Historiquement, Israël a bénéficié d’avantages massifs venant de la France, au point que l’on a pu parler de la France comme du « véritable parrain » de l’État hébreu avant que les États-Unis ne prennent ce rôle.

Cette relation s’est construite sur trois piliers majeurs, principalement entre 1950 et 1967 :

1. Le pilier militaire : Les « ailes » d’Israël

Dans les années 50 et 60, la France était le premier fournisseur d’armes d’Israël. Sans le soutien français, les victoires militaires israéliennes de cette époque auraient été bien plus incertaines.
* L’aviation : Dassault a fourni les Ouragan, les Mystère IV et surtout les célèbres Mirage III. C’est avec ces avions français que l’armée de l’air israélienne a acquis sa supériorité aérienne totale lors de la guerre des Six Jours en 1967.
* Les blindés et navires : La France a fourni des chars AMX-13 et a conçu les vedettes lance-missiles de Cherbourg (dont certaines furent « emmenées » clandestinement par les Israéliens après l’embargo de 1969).

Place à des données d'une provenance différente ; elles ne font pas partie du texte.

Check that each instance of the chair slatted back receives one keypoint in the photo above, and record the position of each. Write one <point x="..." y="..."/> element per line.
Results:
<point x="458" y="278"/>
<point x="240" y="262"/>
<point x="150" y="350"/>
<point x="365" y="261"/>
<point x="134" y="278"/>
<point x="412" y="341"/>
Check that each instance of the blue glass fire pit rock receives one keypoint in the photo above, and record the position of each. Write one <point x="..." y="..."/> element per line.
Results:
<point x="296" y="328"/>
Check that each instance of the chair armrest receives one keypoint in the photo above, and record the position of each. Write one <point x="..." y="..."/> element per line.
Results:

2. Le pilier atomique : Le berceau de Dimona
C’est l’avantage le plus stratégique et le plus secret. La France a joué un rôle déterminant dans la création du programme nucléaire civil israélien.
* Dans le cadre d’un accord secret signé en 1956 (protocole de Sèvres), la France aurait fourni à Israël un réacteur nucléaire civil et les technologies de retraitement du plutonium.
* Motivation française : À l’époque, la France et Israël avaient un ennemi commun, l’Égypte de Nasser (qui soutenait les indépendantistes algériens). Cette coopération a permis à Israël de devenir, officieusement, une puissance nucléaire civile.

3. Le pilier technologique et spatial
La coopération technologique a été intense et a posé les bases de l’industrie de pointe israélienne actuelle.
* Missiles : Le missile balistique israélien Jericho est directement issu de la technologie française développée par Dassault (programme MD-620) dans les années 60.
* Recherche : De nombreux ingénieurs israéliens ont été formés dans les usines françaises, facilitant ensuite le développement de l’industrie de défense locale (IAI, Rafael).

Pourquoi cette relation a-t-elle changé ?
Le tournant a eu lieu en 1967. Le général de Gaulle, souhaitant rééquilibrer la diplomatie française vers le monde arabe, a imposé un embargo sur les armes à destination d’Israël.

« Israël est notre ami et notre allié, mais nous ne pouvons pas accepter qu’il prenne l’initiative des hostilités » (Charles de Gaulle).

Aujourd’hui en 2026 :
La relation est plus équilibrée. La France reste un partenaire économique majeur (11e partenaire commercial), mais Israël s’appuie désormais davantage sur ses propres technologies ou sur son alliance indéfectible avec les États-Unis.

La coopération actuelle se situe davantage dans le domaine du renseignement (contre le terrorisme et l’influence iranienne) et de la recherche scientifique.